The standout of my time with Tchia was the story. All the twists and impactful moments really hit hard because I cared about Tchia and every single person she interacted with. They all felt like they had their own lives. Like they weren’t just placed on these islands but that this is their home. And I believed that they cared about their communities. There were several twists, too, that shocked me by just how dark they were. In a game that was about healing nature and bringing people together, Tchia‘s story tackles issues I never saw coming. All culminating in an ending that felt like a beautiful and touching bow on a heartbreaking and heartwarming package.
But what highlighted almost every story beat was an impactful interactive musical moment. Sung in French or the Drehu, languages native to New Caledonia. They’re rhythm games that can either be played in full or have the option to enjoy the cinematic playing out. They’re enjoyable reprieves that highlight more of this culture while also hammering home what exactly is happening. The songs chosen fit well with what’s going on in the story. Or even have songs change tone and rhythm to match the general emotion. I’m amazed about the thought and care that went into a mechanic that I felt was initially tacked on, and I looked forward to the next song after experiencing these moments a handful of times. I just wish I could replay certain songs whenever I wanted instead of having to replay a chapter to get to that moment again.
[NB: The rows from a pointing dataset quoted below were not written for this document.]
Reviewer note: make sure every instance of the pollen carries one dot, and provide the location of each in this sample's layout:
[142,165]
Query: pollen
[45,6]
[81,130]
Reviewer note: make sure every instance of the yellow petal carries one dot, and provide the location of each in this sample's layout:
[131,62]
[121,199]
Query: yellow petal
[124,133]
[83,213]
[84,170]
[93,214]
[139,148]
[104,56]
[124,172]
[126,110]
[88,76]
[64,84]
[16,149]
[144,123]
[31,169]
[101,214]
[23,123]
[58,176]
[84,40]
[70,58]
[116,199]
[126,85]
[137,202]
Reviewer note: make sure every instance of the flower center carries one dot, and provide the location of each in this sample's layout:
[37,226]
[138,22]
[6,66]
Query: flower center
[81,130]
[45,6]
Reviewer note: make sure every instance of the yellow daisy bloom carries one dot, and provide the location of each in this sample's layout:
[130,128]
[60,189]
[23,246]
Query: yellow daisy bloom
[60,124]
While I loved my time with Tchia, it wasn’t perfect. I first started playing the game on the PlayStation 5 version. After experiencing a game-breaking bug (which has since been fixed), I switched to the PS4 version. Both were patched during my playthrough. And during my journey, I had numerous crashes, a time I fell through the world, bad texture pop-in during end-game cinematics, and found objects that felt like they didn’t work as intended (I’m looking at you, crane game). Since beating the game and cleaning up collectibles on the latest version of the game, Tchia does feel more stable. But be warned that the late-game moments felt more unstable than the rest of what came before.
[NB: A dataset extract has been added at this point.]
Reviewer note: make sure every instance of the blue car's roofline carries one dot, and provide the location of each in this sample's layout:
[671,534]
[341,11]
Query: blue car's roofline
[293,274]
Regardless of the bugs I experienced, Tchia was a grand adventure that I couldn’t put down. Exploring these islands renewed my love of deep and well-realized open-world exploration games, all thanks to Soul-Jumping. Exploring the numerous land, sky, and sea creatures made what could be a long hike a joyous adventure. Plus, with numerous challenges, collectibles, and games to play, I didn’t want to stop playing even after reaching the credits. Even the occasional rhythm game segments were surprisingly fun additions that set the tone for every major story moment. All highlighting culture in a package you can tell was made with all the love, reverence, and appreciation by the developers for their home. Tchia isn’t for everyone. But for those who give it the time, you’ll find one of the most heartfelt stories told in one of the most beautiful locations made for a video game.
Tchia is available on March 21st on PlayStation 5, PlayStation 4, and PC.
Tchia was a grand adventure that I couldn’t put down. Exploring these islands renewed my love of deep and well-realized open-world exploration games, all thanks to Soul-Jumping. Exploring the numerous land, sky, and sea creatures made what could be a long hike a joyous adventure.